Israel changed Gabrielle Giffords’ life when the budding politician first visited the country in 2001, and it drew her close to Judaism.
After the Arizona congresswoman was shot in the head a month ago, an Israeli innovation invented by an American immigrant to Israel may have helped save her life.
First responders credited the emergency bandage colloquially known as “the Israeli bandage” with saving lives in the aftermath of the shooting in Tucson, Ariz., which left six dead and 13 wounded.
Pima County officials displayed the kit at a Jan. 21 news conference in Tucson, along with other military-grade gear used in ministering to the wounded in the Jan. 8 shooting. The county had switched last June to the upgraded gear, and the shooting was its first major field test.
“Without this care it would have definitely been a different situation,” Dr. Katherine Hiller, who attended the wounded at University Medical Center, told the Los Angeles Times.
It is not clear if the Israeli bandage was applied to Giffords — the details of the day were lost in the chaos — but the bandage is known for, among other things, its utility in stanching head wounds, one of the greatest challenges with conventional bandages. One model covers both entry and exit wounds, which Giffords is known to have sustained.

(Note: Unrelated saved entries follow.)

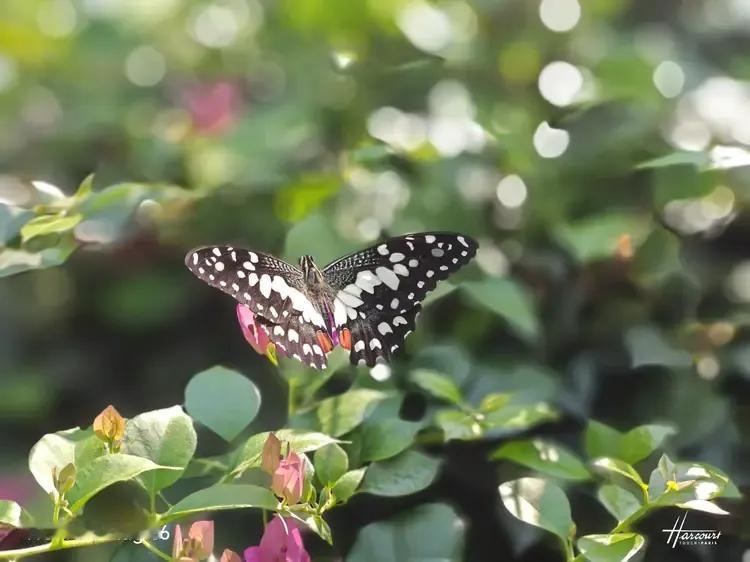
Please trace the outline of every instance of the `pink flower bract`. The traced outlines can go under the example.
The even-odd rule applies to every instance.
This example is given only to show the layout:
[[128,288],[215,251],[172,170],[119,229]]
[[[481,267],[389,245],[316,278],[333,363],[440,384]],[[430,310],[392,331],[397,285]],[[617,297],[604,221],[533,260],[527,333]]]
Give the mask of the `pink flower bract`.
[[302,489],[305,486],[305,464],[297,453],[289,454],[281,459],[271,477],[271,490],[286,500],[288,504],[299,503]]
[[268,350],[268,334],[261,328],[255,321],[255,314],[253,311],[246,307],[244,304],[237,305],[237,321],[240,323],[240,329],[242,335],[245,336],[247,343],[249,343],[255,351],[261,355],[265,355]]
[[266,526],[260,545],[245,550],[245,562],[310,562],[297,524],[278,515]]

The bandage, like others, applies a sterile pad to the wound to stop blood flow. What distinguishes it from traditional bandages is that a built-in applicator applies the equivalent of up to 30 pounds of pressure over the pad by wrapping it in the opposite direction of the initial wrap.

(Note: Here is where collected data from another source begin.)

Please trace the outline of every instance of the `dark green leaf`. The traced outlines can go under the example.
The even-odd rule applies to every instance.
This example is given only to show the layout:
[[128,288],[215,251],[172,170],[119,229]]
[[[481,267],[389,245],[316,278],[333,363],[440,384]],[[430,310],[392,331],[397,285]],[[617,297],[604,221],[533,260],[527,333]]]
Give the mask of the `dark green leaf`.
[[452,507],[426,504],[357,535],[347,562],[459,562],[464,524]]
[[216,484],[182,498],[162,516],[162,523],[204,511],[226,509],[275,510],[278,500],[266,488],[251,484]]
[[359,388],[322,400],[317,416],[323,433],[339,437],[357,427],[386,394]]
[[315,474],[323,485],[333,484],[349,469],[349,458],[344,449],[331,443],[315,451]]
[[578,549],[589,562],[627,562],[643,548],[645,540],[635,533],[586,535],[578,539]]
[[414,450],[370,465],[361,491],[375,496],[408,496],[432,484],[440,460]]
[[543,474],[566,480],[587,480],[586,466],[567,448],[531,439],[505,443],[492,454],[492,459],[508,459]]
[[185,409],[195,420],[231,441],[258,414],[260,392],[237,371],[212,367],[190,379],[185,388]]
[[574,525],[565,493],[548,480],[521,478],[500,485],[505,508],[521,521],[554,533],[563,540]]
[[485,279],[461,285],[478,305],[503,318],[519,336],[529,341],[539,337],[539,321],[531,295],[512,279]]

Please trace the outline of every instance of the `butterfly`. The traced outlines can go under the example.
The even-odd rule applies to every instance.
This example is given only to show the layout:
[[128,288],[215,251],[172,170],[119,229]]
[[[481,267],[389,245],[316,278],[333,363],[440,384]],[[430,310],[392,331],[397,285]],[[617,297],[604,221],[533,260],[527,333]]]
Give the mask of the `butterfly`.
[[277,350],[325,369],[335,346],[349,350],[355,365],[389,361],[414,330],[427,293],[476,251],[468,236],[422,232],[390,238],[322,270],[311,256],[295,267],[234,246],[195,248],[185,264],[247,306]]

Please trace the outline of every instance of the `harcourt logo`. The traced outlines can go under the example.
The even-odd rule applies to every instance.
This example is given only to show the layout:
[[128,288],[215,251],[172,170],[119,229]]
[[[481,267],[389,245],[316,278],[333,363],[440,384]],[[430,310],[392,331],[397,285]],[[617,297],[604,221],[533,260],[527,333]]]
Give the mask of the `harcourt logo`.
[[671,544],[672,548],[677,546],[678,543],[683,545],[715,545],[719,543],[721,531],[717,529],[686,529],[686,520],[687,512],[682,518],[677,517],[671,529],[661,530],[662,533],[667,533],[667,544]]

Head wounds require multiple standard bandages to keep a pad in place. One Israeli bandage, with its elasticized cloth, is enough for a head wound, and the very act of wrapping it around the head applies pressure to the wound. That saves precious time, and the built-in pressure applicator is more stable than the external pressures used with conventional bandages.
Since its 1993 invention, the Israeli bandage has become standard issue in militaries throughout the world. The U.S. military made it standard issue in 2003, in time for the Iraq War.
The inventor of the pad, Bernard Bar-Natan, is a self-described Brooklyn boy, a son of Holocaust survivors who immigrated to Israel in 1979 and was drafted into the military in 1983, serving abbreviated duty as an adult.
When he was going into the military, friends advised him to get a specialty to alleviate the boredom of grunt-level service. Immigrants drafted as adults serve only a few months rather than three or more years, so they rarely serve in the military’s upper reaches. One of the few specialties available at that level is medic.
As the years wore on through monthlong stints in the Israeli reserves, Bar-Natan became annoyed by an anomaly: The bandages available might have manufacture dates as early as 1942 or as late as the previous month, yet they remained essentially unchanged. Medics in the field were required to improvise pressure applicators — magazines, rocks, canteens, whatever was handy.
“The guns we used had improved, the planes flying above us had improved, but the bandages were the same,” Bar-Natan said in an interview.
In the early 1990s, the Israeli government was encouraging startups by providing them with low-interest loans. That encouraged Bar-Natan to jump in the waters with his idea for a newfangled bandage.
In 2000, he took the bandage to Fort Sam Houston in San Antonio, Texas, where the U.S. military trains medics. Soon his company, First Care, was selling the bandage for use by elite units, including the 75th Rangers and the 101st Airborne. Three years later the bandage was certified for standard use.
The Giffords shooting has given unexpected — and somewhat unwanted — publicity to his invention.
“The real story is about [Giffords],” Bar-Natan said.